BAB I
PENDAHULUAN
A.
Latar Belakang
Agama-agama China yang populer di dunia adalah Konfusianisme,
Buddhisme, dan Taoisme. Tiga ajaran ini saling melengkapi antara satu dengan
lainnya, dan telah dijadikan pedoman dalam kehidupan sehari-hari orang China.
Jika Konfusianisme lebih menekankan nilai-nilai etika kehidupan, Buddhisme
lebih menekankan mengenai kehidupan setelah mati, maka Taoisme lebih menekankan
keserasian hubungan antara manusia dengan alam.

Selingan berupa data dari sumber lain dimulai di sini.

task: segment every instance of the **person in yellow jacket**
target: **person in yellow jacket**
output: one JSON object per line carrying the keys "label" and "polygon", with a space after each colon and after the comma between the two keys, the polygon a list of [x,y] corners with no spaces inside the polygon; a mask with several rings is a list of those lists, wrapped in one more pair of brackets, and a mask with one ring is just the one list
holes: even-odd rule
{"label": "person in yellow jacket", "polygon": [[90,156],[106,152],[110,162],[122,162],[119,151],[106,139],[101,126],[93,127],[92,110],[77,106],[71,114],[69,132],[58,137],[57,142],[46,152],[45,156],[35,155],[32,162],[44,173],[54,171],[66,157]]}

Di Indoneesia sendiri Budhaisme sudah banyak
dikenal dalam kalangan kehidupan masyarakat begitu pula dengan Konfusianisme,
sebab kedua ajaran atau agama tersebut sudah menjadi bagian dalam agama-agama
besar di Indonesia. Taoisme sendiri adalah sebuah agama yang baru hadir dalam
kehidupan masyarakat Indonesia oleh sebab itu, banyak masyarakat yang beluum
mengengeal dari mana seluk beluk agama tersebut.
B.
Maksud Dan Tujuan
Dengan mepertimbangkan pengulasan latar
belakang diatas maka, dapat disimpulkan bahwa maksud dan tujuan penulisan
makalah ini sebagai berikut:
1. Untuk
menjelaskan apa itu Agama Taoisme?
2. Untuk
menjelaskan tentang ajaran serta lahirnya agama Taoisme?
BAB II
PEMBAHASAN
A.
Sang Guru Tua
Menurut tradisi, Taoisme
berasal dari seorang yang bernama Lao Tzu, yang dikabarkan lahir kira-kita
tahun 640 S.M. Beberapa sarjana menyatakan bahwa beliau hidup tiga abad
kemudian diar tahun tersebut, sedangkan sarjana lainnya lagi bersikap ragu-ragu
apakh beliau ini pernah benar-benar ada. Jika ia memang pernah hidup, kita
hampir tidak tahu apa-apa mengenai hidupnya itu. Kita bahkan tidak tahu
namanya. Lao Tzu, yang dapat diterjemahkan sebagai”Putra Tua”, “Sahabat Tua”,
ataupun “Sang Guru Tua” jelas sekali meupakan suatu gelar kecintaan dan penghormatan. Beberapa
diantara legenda itu hampir tidak dapat dipercaya: bahwa dilahirkan tanpa dosa
sama sekali oleh sebuah meteor; dan dikandung oleh ibunya selama dua puluh
delapan tahun; dan lahir sebagai pemelihara arsip dinegara asalnya disebelah
barat Cina; dan bahwa dengan pekerjaannya itu hidup secara sederhana dan tidak banyak
tuntutan.
B.
Tiga Makna Kuno
Sewaktu membuka injil
Taoisme, Tao Te Ching, kita segera merasakan bahwa segala sesuatu berkisar pada
konsep pusat Tao itu sendiri. Secara harafiah kata ini berarti “jalan setapak”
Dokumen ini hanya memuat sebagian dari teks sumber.